Over the past several years, an award winning Houston-Based international nonprofit, United4Change Center (U4C) (www.united4changecenter.org), has led efforts to comprehensively and sustainably create opportunities for women living in isolated and vulnerable communities of rural Bolivia, lifting them out of extreme poverty through access to education, healthcare and economic opportunities. Women are, by far, the most exploited people in Bolivia, but they also represent the best opportunity for improving circumstances for their families and communities. While women may have the greatest need, they are at the same time meaningful agents of change for others. In rural Bolivia, women and girls are often denied access to education, leaving them without the most essential literacy skills. In some areas, women rarely enjoy access to healthcare, resulting in tragically high rates of premature death. Domestic violence as well as sexual and economic exploitation of women is rampant.

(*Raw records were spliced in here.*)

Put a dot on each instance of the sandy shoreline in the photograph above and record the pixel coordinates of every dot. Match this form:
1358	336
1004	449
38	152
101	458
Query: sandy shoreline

Research has discovered that when a woman’s circumstances are significantly elevated, she tends to extend such positive changes to her family and community in lasting ways. Thus, U4C has targeted women as levers for positive social change for the purpose of lessening the burdens of extreme poverty. Together with several local and international partners, U4C has launched enhanced literacy and healthcare initiatives followed by the establishment of a Center where women acquire new technical and entrepreneurial skills, while establishing a support system to help women culturally transition to greater social independence and economic freedom. This year only, 400 participants have discovered their talents, developed leadership skills and achieved the confidence to transform themselves, their families and communities. The goal is to empower women and expand economic opportunity while preserving a rich culture for these beautiful people.
These women are now launching their own businesses and contributing to their local economies while asserting leadership and supporting other women in similar efforts. In doing so, women are discovering, too often for the first time, their sense of value and worth as human beings — something their conditions have previously denied them. U4C and its partners are observing wonderful transformative dynamics emerging from this wonderful effort. Some of the products now being produced are consumed locally. U4C is developing cooperatives and access to regional buyers for others. For products that need access to international markets, U4C has established an online fair-trade store. Please feel free to see some of the wonderful artisan products these women are now creating at: www.united4changecenter.org/shop-for-a-cause.
“La Unión es la Fuerza” (“Unity is Strength”), the national motto of Bolivia, is inscribed on Boliviano coins.